Sadie turned around and moved toward the sound.

“I understand,” Falco said, his voice softer now, “what it must have taken for you to trust him.”

She pressed her forehead against the cool wood surface and closed her eyes. He couldn’t possibly.

“I just need to understand what he was doing. It’s the only way we can find his killer. You know that, Cross. You have to help us. We can’t help you unless you help us. You can count on Devlin and me. You know that.”

Sadie twisted around until her back was against the door, then tipped up the bottle and guzzled another deep swallow. With the fire burning in her gut, she slid down the door until she folded into a heap on the floor.

“Go away, Falco. I don’t need your help. Or Devlin’s.”

“We know about Naomi Taylor. We found Walsh’s working notes at her house. We need to understand what the pieces mean, Cross.”

Join the fucking crowd.

“I’ll call you tomorrow,” she lied. Anything to get him gone. She needed peace. Darkness. Quiet.

“What time tomorrow?”

Sadie gritted her teeth. “Just go, Falco, before I change my mind.”

He knew she would too. There were only a handful of people, and several of those were dead, who understood her.

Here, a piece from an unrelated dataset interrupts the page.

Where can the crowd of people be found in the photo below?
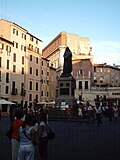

Falco was one of them. He even knew a few of her secrets.

But not all of them.

Hell, she didn’t even know all of them.

“Tomorrow, Cross. I need to hear from you tomorrow.”

“Yeah, yeah.”

She listened to the clomp of his footsteps fading down the stairs. The security system chimed again, confirming he’d gone.

Good. She angled up the bottle once more and focused on cutting her own path away from here.

 

 

8

Session One

Three Years Ago

“I am Dr. Oliver Holden. With me is my patient, Sadie Cross, age thirty-one. This is regression therapy, session one.”

The sounds of rustling papers float up from the recording.

“Sadie, are you ready to begin?”

“Guess so.”

“I want you to close your eyes and relax. Allow your muscles to loosen. Start with the muscles in your neck and shoulders. Let them soften; release any tension. Slow your breathing. Slow and deep. Now your arms. Allow them to lie beside you. No tension. No anticipation. Just lie there. Deep breath. Slower. In . . . out. Your legs should be relaxed. Soft. Pliable.